The weights are still heavy but slightly lighter to allow more reps. Programs like 5X5 (5 sets of 5 reps using the straight sets method) work well when starting with weights at least 75% or more of a one rep maximum weight.
Myofibrillar vs. Sarcoplasmic Hypertrophy
Sarcoplasmic hypertrophy is the growth or increase in the amount of sarcoplasm (the fluid that surrounds the myofibrils).
Just like Myofibrillar Hypertrophy, sarcoplasmic hypertrophy would also cause a muscle to become bigger since the muscle fibers are made up of both the myofibrils and sarcoplasm.
There is some debate if sarcoplasmic hypertrophy can even occur. But the fact is that the sarcoplasm is needed for muscle function.
As the myofibrils increase, the sarcoplasm will increase as necessary to support the amount of Myofibrillar Hypertrophy that occurred. Again, the myofibrils need the sarcoplasm to function.
How much the sarcoplasm will increase is influenced by genetics/nature and possibly the type of training used.

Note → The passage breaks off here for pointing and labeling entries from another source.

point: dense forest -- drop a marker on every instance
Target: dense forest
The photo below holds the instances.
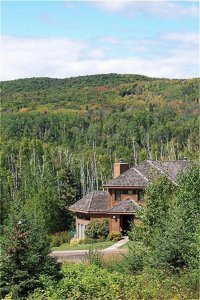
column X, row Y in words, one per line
column 61, row 136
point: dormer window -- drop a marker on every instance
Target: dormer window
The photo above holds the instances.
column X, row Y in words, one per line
column 118, row 195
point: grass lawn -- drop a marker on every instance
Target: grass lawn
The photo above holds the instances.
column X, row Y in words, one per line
column 126, row 246
column 99, row 246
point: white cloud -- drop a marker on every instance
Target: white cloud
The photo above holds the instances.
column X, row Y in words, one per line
column 38, row 57
column 161, row 8
column 183, row 37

The sarcoplasm is also made up of things determined mostly from diet like glycogen, water and minerals so there will be natural fluctuations in the amount present. Increases in these things would increase the size of the sarcoplasm without changing the myofibrils.
But the real debate and myth is that the type of training you use can cause Myofibrillar Hypertrophy and sarcoplasmic hypertrophy to occur totally separate from each other.
The myth goes that a bodybuilder’s training causes just sarcoplasmic hypertrophy (using lighter weights with high reps and volume). That is supposedly why they are weaker but bigger than the powerlifters and Olympic lifters that train for Myofibrillar Hypertrophy (heavy weights for low reps and volume).
Since the sarcoplasm is not actual muscle fibers, bodybuilders are also said to have fake or puffy muscles unlike the supposedly dense muscles of strength athletes.
But if the muscles on bodybuilders were 100% sarcoplasmic hypertrophy, bodybuilders would not be any stronger than if they never lifted weights. Following the same logic, endurance athletes would have the largest muscles from all the reps and volume they do.
Of course that’s not the case.
There are many things to consider but primarily that bodybuilders are concerned with muscle isolation not just the amount of weight used. Strength athletes just want to lift more weight, regardless of the muscles used.
Bodybuilders also train and develop more muscle fiber types, like Type I fibers, by using a wider variety of weights and reps than strength athletes do.
When a muscle is sufficiently stressed to cause hypertrophy (muscle growth), both sarcoplasmic AND Myofibrillar Hypertrophy will occur. They are dependent on each other, it’s just how the body works.
The amount each increases can be influenced by the type of training used since the body adapts as needed to its stress environment.
A strength athlete will definitely provide enough stress from heavy weights to trigger Myofibrillar Hypertrophy. But there will also be some sarcoplasmic hypertrophy to support the new/larger myofibrils.
And a bodybuilder still needs to use sufficiently heavy weights to trigger muscle growth (both myofibrillar and sarcoplasmic). Although the weights used might be somewhat lighter, muscle fatigue with heavy loads can still cause the necessary muscle damage.
If that same bodybuilder uses higher volume in their training, the sarcoplasm may grow even larger than in a strength athlete because they need more energy as glycogen and ATP, both of which are stored in the sarcoplasm.
In the end if a muscle is properly stressed, BOTH sarcoplasmic and Myofibrillar Hypertrophy will occur. Bodybuilders don’t just cause sarcoplasmic hypertrophy to occur completely by itself.
The amount of growth of the myofibrils vs. sarcoplasm can be influenced by the type of training used but there are many other factors to consider as well such as time under tension.
In general, the heavier weights are needed for Myofibrillar Hypertrophy while higher volume favors more sarcoplasmic hypertrophy.